On the computing interface and integration fronts, IBM has produced new chips that integrate optical and electrical components on the same die, HPE Labs has produced the free space optical interconnect, and Intel has long-standing ambitions to replace copper with photonics for future datacenter applications and is rolling out silicon photonics switching this year. All three of these vendors, as well as others, have pushed funds toward research and development and made solid cases for the performance potential. But despite all of these (and many other) efforts, why does it seem like this technology, with its promise of upending datacenter efficiency trends, still sits at the fringes? And to what extent is any of this ready for primetime?

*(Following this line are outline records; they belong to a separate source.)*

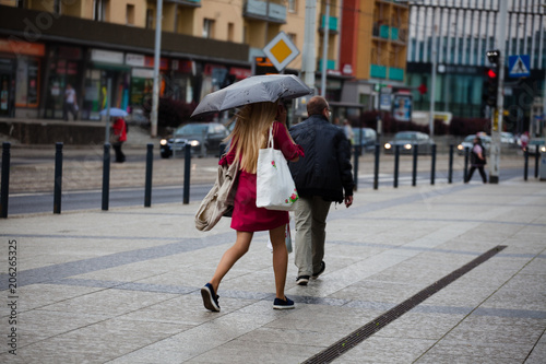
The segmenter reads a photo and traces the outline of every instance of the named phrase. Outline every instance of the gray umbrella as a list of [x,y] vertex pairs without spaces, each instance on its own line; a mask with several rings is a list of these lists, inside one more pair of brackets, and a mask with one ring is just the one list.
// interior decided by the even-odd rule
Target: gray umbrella
[[252,75],[204,96],[192,118],[228,110],[247,104],[292,99],[310,95],[309,89],[294,74]]

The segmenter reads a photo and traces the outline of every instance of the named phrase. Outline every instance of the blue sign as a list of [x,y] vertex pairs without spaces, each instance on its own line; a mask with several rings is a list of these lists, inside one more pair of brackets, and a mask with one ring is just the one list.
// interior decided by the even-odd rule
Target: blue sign
[[508,57],[508,77],[526,78],[531,75],[531,61],[529,55]]

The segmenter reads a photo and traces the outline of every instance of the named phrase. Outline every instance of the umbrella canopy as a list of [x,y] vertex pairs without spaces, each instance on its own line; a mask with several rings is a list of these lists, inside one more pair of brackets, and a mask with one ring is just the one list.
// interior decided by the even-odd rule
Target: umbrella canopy
[[[104,110],[102,110],[98,114],[102,116],[105,116],[106,114],[108,114],[108,109],[105,108]],[[110,116],[124,118],[128,115],[129,115],[129,113],[127,113],[126,110],[123,110],[121,108],[110,107]]]
[[280,98],[292,99],[311,93],[312,90],[294,74],[252,75],[204,96],[191,117],[248,104],[275,103]]

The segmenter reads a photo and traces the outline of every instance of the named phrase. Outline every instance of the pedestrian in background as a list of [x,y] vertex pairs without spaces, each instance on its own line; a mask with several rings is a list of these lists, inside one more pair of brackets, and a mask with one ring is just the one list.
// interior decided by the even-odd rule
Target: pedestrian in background
[[72,114],[74,120],[78,119],[78,99],[75,95],[75,90],[72,89],[70,83],[67,84],[67,90],[64,91],[64,104],[62,105],[62,118],[68,121],[68,114]]
[[126,162],[126,155],[121,151],[121,145],[127,141],[127,122],[123,118],[115,118],[112,125],[111,145],[116,152],[116,163]]
[[468,176],[466,177],[466,180],[464,183],[467,184],[471,180],[474,171],[476,171],[477,168],[479,171],[479,175],[482,176],[482,180],[484,181],[484,184],[487,184],[487,177],[484,171],[484,166],[486,165],[486,163],[487,161],[485,157],[485,148],[482,144],[482,138],[476,136],[474,137],[474,145],[471,150],[471,168],[468,171]]
[[309,118],[290,128],[294,141],[306,157],[289,163],[299,200],[296,202],[296,283],[307,285],[325,269],[327,216],[332,202],[348,208],[353,203],[351,148],[344,131],[330,124],[330,107],[324,97],[311,97]]
[[347,138],[349,145],[353,145],[355,132],[353,131],[353,127],[351,127],[351,122],[348,122],[347,119],[343,119],[343,131],[345,132],[345,137]]
[[246,105],[235,118],[235,127],[228,137],[229,152],[219,164],[239,161],[237,192],[234,201],[232,228],[237,232],[235,244],[224,253],[209,283],[201,289],[206,309],[219,312],[218,285],[232,267],[249,249],[254,232],[269,231],[273,246],[273,271],[275,273],[275,300],[273,308],[294,308],[294,302],[284,294],[288,251],[285,245],[287,211],[274,211],[256,206],[256,172],[258,152],[266,146],[270,127],[273,127],[274,148],[283,152],[288,161],[297,161],[304,153],[294,143],[286,129],[286,108],[277,103]]

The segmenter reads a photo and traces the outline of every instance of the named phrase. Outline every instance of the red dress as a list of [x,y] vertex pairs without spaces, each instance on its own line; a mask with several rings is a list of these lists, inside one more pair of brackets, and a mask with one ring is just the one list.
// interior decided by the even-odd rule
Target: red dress
[[[304,151],[288,137],[286,127],[273,122],[273,145],[283,152],[289,161],[296,156],[304,156]],[[235,148],[219,161],[219,164],[232,164],[235,160]],[[239,183],[235,195],[232,228],[239,232],[261,232],[272,230],[288,223],[288,211],[268,210],[256,207],[256,173],[239,171]]]

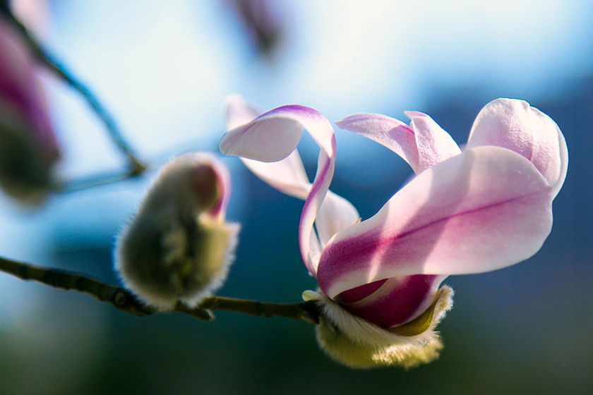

We shouldn’t be holding our breath for photonic devices to make it to market and hit large systems within the next year—or even for the next few years, says David Calhoun, a PhD fellow who focuses on the integration of photonic devices with larger systems at Columbia University’s Lightwave Research Laboratory. There are some examples now of such devices appearing on the horizon for high performance computing (HPC) but for these to become ubiquitous, there is quite a leap—up to ten years before these are a common element on extreme scale systems, he says.

What’s interesting here is that the roadblocks to such a point are very much rooted in the manufacturability of such devices. To reach the economies of scale needed to push photonic devices to market at a reasonable price, there must be key technological barriers broken—and enough incentive from the market to make photonic devices something key vendors invest in. In other words, there is something of a chicken-and-egg problem. Without the ability to prototype and implement silicon photonics-based devices inside of systems, manufacturability efforts stagnate. Nothing can progress, in other words, at least to produce photonic devices that can be created and tested at scale following a manufacturing process that is not simple—even for companies that are already producing transistors and chips.

Calhoun is one of several participants in the federally-funded Integrated Photonics Institute for Manufacturing Innovation, which is helping to push the research and development and ultimate production of photonic devices for the datacenter, military, communications, and other markets. Although there are disparate development efforts happening around the world at the component level in particular, there are yet any bold, comprehensive strategies to effectively integrate photonic devices into large systems at scale, cost, and with the reliability required.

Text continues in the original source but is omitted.